Monday, May 16, 2011

Round is a shape, right?

When you go to college, they call it the freshmen 15. When you go to culinary school, add another ten pounds. And when your father dies while in culinary school, multiply by 2. I'm not sure how much weight I've gained since I started school but it's there and I don't like it. I'm tired all the time and nothing fits but everything tastes better in butter and with a side of potatoes.

I'm not really a bad eater, though. I love vegetables, textures don't bother me and I can read nutrion labels pretty well but between work and school, bad choices are just easier. However, I have been doing some healthier cooking as of late. More vegetables, whole grains versus white flour, less potatoes, a lot less sugar and I've switched from rice to quinoa. I am hopeful that I will be able to lose all this excess weight if I take it easy on the simple carbs and maintain something resembling a workout routine.

 Grilled chicken breast with a quinoa and vegetable meddly.

chicken breasts
zucchini, thinly sliced
onions, thinly sliced
large garlic clove, minced
1-2 crimin mushroom, thinly sliced
1tbs extra virgin olive oil, canola is fine
about a 1/4 tsp of salt, pepper, paprika, and ground mustard.
1 tbsp mirin (sweet cooking sake)

Cook quinoa according to according to package directions, set aside.
Prepare chicken breasts, dry with paper towels and season with salt and pepper or any other spices you'd like and grill.
 While chicken grills, toss all your ingredients except for mirin in a bowl until well combined. Sautee over medium heat. Add mirin and cover. Allow to cook for 5 minutes. Remove cover and and continue to cook 'till desired done-ness. Gently, combine quinoa with vegetables. Serve and enjoy!

Super easy to prepare and it's become my go to meal 2-3 times out of the week.
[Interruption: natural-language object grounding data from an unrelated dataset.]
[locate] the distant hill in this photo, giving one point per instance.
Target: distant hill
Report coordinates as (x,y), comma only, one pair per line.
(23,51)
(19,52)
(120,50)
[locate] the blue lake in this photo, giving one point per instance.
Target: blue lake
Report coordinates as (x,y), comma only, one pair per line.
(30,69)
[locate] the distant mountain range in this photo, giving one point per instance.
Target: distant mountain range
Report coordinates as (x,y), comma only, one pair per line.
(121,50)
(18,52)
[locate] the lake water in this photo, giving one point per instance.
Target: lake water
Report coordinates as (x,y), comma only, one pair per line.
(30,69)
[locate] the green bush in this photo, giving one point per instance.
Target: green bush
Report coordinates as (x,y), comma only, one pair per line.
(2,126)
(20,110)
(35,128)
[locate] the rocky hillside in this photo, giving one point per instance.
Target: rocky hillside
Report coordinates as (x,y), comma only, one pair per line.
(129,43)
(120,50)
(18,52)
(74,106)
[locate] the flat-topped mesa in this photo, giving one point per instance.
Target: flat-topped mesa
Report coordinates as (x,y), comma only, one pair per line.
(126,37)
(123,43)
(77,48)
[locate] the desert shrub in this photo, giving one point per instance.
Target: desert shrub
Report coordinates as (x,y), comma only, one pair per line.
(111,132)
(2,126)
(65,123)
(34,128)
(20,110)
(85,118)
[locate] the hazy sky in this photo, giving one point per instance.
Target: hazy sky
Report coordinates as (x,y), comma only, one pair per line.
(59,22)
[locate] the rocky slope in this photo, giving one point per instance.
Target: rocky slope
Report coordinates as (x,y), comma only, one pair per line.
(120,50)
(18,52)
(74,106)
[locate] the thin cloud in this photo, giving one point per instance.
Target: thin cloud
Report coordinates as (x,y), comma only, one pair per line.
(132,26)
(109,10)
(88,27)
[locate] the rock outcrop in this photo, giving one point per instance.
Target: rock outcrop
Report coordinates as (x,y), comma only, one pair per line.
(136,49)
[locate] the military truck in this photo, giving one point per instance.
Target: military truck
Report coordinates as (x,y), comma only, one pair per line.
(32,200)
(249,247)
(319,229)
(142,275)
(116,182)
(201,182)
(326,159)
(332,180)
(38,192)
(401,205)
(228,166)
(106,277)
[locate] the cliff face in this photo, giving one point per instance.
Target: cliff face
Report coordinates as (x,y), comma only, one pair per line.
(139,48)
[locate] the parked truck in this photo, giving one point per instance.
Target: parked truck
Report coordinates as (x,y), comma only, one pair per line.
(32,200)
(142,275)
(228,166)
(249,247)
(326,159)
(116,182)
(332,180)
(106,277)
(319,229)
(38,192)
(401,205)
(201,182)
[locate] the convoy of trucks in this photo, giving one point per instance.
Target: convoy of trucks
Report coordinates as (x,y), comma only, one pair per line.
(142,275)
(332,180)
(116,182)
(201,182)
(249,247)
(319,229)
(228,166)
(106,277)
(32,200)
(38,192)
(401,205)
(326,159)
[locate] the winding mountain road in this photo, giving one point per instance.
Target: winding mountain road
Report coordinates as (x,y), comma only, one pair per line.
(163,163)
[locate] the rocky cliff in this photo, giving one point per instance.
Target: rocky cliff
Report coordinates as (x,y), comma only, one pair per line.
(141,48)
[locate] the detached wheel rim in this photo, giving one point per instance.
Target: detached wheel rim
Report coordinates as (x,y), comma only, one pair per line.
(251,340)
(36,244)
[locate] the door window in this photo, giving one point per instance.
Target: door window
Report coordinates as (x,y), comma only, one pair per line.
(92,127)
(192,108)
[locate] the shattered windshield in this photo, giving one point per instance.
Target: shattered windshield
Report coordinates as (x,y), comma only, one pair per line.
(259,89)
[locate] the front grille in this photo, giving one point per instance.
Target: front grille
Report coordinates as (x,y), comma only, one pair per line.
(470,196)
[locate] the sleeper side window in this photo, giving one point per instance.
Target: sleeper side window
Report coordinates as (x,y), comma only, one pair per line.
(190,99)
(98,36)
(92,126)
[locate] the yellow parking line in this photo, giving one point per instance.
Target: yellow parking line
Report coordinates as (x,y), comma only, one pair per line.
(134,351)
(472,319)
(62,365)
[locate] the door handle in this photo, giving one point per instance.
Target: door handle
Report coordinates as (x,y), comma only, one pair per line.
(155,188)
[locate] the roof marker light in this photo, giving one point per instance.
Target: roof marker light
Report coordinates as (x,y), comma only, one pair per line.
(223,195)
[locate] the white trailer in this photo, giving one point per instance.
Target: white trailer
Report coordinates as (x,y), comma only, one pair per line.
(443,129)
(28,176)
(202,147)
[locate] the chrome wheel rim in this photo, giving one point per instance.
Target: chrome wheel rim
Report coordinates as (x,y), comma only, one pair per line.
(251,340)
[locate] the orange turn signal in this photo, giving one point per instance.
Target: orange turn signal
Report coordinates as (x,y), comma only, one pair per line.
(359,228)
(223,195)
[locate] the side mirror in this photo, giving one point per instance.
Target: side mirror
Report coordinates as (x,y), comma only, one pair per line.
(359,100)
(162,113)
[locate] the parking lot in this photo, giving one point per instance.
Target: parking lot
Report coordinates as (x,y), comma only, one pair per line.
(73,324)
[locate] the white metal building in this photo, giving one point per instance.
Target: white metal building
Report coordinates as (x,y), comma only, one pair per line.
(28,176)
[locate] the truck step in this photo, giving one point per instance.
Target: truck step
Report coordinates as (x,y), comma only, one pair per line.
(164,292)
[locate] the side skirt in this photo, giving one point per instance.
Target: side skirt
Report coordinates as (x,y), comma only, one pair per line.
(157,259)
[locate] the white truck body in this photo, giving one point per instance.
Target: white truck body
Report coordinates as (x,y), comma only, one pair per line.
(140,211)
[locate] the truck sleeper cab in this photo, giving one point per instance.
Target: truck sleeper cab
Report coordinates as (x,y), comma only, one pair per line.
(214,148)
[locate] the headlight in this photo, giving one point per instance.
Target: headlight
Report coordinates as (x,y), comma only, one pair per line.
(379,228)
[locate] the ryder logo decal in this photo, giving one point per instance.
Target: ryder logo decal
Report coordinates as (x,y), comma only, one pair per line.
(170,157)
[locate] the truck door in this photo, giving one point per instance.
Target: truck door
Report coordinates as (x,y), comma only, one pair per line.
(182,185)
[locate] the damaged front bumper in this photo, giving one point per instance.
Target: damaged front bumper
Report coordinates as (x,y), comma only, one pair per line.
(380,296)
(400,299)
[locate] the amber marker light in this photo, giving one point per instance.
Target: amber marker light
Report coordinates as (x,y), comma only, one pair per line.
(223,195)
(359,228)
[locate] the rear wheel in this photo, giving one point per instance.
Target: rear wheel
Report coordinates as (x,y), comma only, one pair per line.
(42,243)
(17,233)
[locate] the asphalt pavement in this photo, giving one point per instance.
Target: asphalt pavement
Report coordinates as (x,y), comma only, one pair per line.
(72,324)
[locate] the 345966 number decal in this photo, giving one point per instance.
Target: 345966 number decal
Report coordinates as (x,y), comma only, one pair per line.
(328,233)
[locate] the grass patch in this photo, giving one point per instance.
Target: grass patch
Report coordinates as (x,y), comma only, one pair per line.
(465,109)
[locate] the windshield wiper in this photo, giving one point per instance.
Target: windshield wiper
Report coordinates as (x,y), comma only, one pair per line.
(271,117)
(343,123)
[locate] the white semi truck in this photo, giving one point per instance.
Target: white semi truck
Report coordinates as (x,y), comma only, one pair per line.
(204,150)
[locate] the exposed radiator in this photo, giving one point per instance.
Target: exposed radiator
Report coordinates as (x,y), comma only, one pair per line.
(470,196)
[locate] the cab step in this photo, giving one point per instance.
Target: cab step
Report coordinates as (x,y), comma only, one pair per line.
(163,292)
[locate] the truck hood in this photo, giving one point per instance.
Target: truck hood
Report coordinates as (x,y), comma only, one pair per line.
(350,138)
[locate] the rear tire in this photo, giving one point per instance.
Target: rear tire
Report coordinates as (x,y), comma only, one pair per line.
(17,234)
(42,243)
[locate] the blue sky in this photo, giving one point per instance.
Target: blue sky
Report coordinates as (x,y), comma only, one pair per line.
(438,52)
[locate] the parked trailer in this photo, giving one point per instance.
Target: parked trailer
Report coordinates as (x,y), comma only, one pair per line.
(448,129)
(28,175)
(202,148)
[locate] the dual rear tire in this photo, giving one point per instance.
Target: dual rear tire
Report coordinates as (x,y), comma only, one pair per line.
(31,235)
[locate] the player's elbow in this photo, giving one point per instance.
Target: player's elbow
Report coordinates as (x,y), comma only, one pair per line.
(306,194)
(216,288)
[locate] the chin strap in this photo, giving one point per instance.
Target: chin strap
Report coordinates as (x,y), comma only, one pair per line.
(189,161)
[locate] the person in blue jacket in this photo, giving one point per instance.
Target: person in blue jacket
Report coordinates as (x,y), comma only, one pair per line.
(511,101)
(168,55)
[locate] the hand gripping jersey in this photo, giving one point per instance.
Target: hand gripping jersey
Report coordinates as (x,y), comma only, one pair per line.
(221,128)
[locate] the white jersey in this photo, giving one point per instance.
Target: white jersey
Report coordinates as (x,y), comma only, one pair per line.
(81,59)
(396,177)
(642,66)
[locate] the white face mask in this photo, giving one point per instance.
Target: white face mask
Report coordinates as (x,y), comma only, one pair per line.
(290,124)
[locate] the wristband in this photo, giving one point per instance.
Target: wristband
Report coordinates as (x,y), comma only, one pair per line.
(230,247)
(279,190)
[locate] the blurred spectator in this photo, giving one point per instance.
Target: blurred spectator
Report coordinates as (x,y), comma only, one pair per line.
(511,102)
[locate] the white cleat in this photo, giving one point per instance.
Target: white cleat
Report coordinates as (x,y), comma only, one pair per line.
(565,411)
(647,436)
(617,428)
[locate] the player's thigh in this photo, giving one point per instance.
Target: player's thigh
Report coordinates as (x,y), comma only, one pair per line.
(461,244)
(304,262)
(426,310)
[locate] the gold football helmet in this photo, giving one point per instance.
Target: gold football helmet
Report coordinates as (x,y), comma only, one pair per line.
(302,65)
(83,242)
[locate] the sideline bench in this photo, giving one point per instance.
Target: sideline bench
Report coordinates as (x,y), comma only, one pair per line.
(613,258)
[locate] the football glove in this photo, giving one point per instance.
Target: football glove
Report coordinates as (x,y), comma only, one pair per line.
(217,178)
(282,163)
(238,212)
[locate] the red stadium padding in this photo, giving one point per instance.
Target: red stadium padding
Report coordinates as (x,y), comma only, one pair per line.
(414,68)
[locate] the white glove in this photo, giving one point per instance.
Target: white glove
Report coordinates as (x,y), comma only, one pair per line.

Now, for something not so healthy:

Flan!!! I don't think I've met anyone who doesn't like flan. Rich and delicious without being too sweet. My sister has been begging me to make one and finally got around to it. Despite its appearance, it came out perfect with little effort and limited appliances (i used a toaster oven).

3/4 c     sugar
1 tbsp   water
1.5 c     milk
4           eggs
1/2 c     condensed milk
1 tbsp   vanilla extract

 Preheat oven to 325 and prepare a water bath.
To make caramel sauce, combine 1/4 c of sugar and water in a sauce pan and bring to a boil. Watch it closely and when it changes color to a golden amber, remove from heat and pour into pan or ramekins and set aside.
For custard, bring milk to just before a simmer. In a bowl, combine remaining ingridients (eggs, sugar, vanilla, condensed milk). When milk is ready, remove from heat and pour 1/3 into egg mixture while whisking. Once egg mixture has been tempered, add remaining milk. Strain and pour into baking dish. 
Place baking dish in water bath and bake, approximately 30 minutes. Because i used a toaster oven, it took about 45/50 minutes for me at a slightly higher temperature. If it jiggles too much, bake a little longer. Refrigerate until serving.